Mes propres recherches ne prétendent pas à de telles perspectives globales. Je me contente d’apporter à ce sujet vaste et complexe quelques apports fondés sur mes travaux à l’échelle locale. Les questions que je formule et les réponses que j’apporte ont été élaborées au fur et à mesure que j’ai eu l’occasion de me familiariser avec les collections de livres et de manuscrits qui se trouvent dans mon pays, en Biélorussie. Mon intérêt pour ces fonds français de Minsk a commencé quand j’ai étudié l’histoire des guerres napoléoniennes et découvert à la Bibliothèque nationale de Minsk les correspondances dont je vais parler dans un moment.

Mon projet de recherche actuel s’intitule Les archives françaises confisquées par les nazis durant la Seconde Guerre mondiale et conservées en Biélorussie : restauration de l’unité. Il a été développé dans le cadre de la bourse Diderot de la FMSH, avec le soutien du laboratoire ICT de l’université Paris-7.

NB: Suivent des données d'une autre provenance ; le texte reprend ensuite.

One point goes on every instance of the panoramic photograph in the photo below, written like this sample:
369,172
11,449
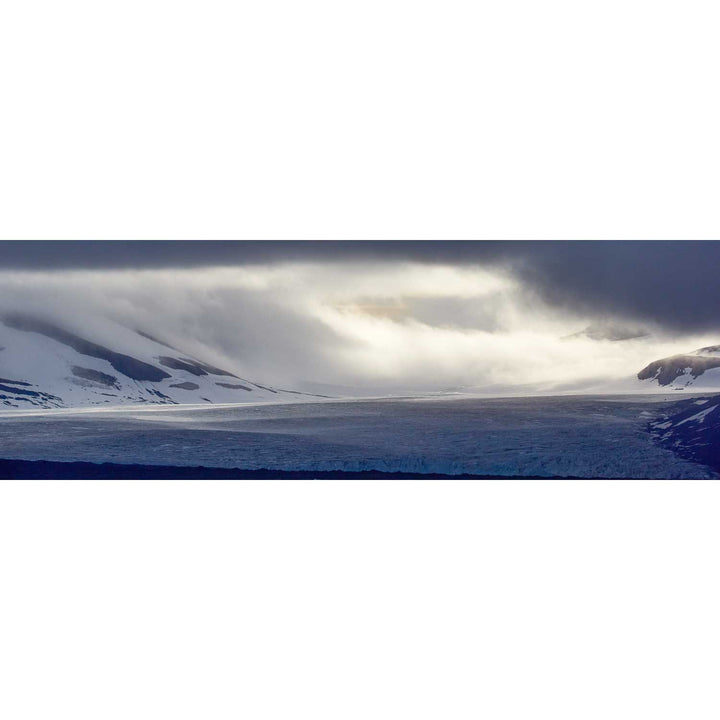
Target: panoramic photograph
351,359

La Bibliothèque nationale de Biélorussie (BNB) est toute jeune dans l’histoire des bibliothèques européennes, puisqu’elle a été fondée le 15 septembre 1922. La République socialiste soviétique de Biélorussie a développé rapidement cette bibliothèque, en lien avec d’autres institutions culturelles comme l’Université d’État de Biélorussie, l’Institut de la culture biélorussienne ou le théâtre national. Iossif Simanovski, qui fut le premier directeur de la bibliothèque et resta à sa tête pendant quarante ans, avait fait ses études à la Sorbonne et à l’université de Berne. Pendant l’entre-deux-guerres, un bel ensemble d’ouvrages en français a été constitué en provenance des monastères, des séminaires et des établissements d’enseignement nationalisés par l’Union soviétique. La bibliothèque a aussi reçu, à la fin des années 1920, un rare ensemble de près de huit mille publications françaises et européennes sur les guerres napoléoniennes, rassemblées au tournant du XXe siècle par le célèbre collectionneur Ivan Kolodeev qui vivait à Borisov, non loin de la Bérézina, tristement connue des Français… La bibliothèque menait également une politique active d’achats et d’échanges de livres. Minsk et la Biélorussie ont été durement touchées par l’occupation nazie et les combats de la libération de l’Union soviétique. Seuls 320 000 ouvrages ont pu être récupérés en 1945 sur les 2 millions qui y étaient conservés. C’est dans le cadre de la reconstitution de ces fonds que se situe l’histoire qui nous intéresse, avec l’arrivée à Minsk d’une partie des collections occidentales retrouvées par l’Armée rouge. J’espère apporter prochainement de nouvelles informations sur la participation des bibliothécaires de Minsk aux « brigades des trophées » à partir du fonds d’archives personnel de V. Simanovski.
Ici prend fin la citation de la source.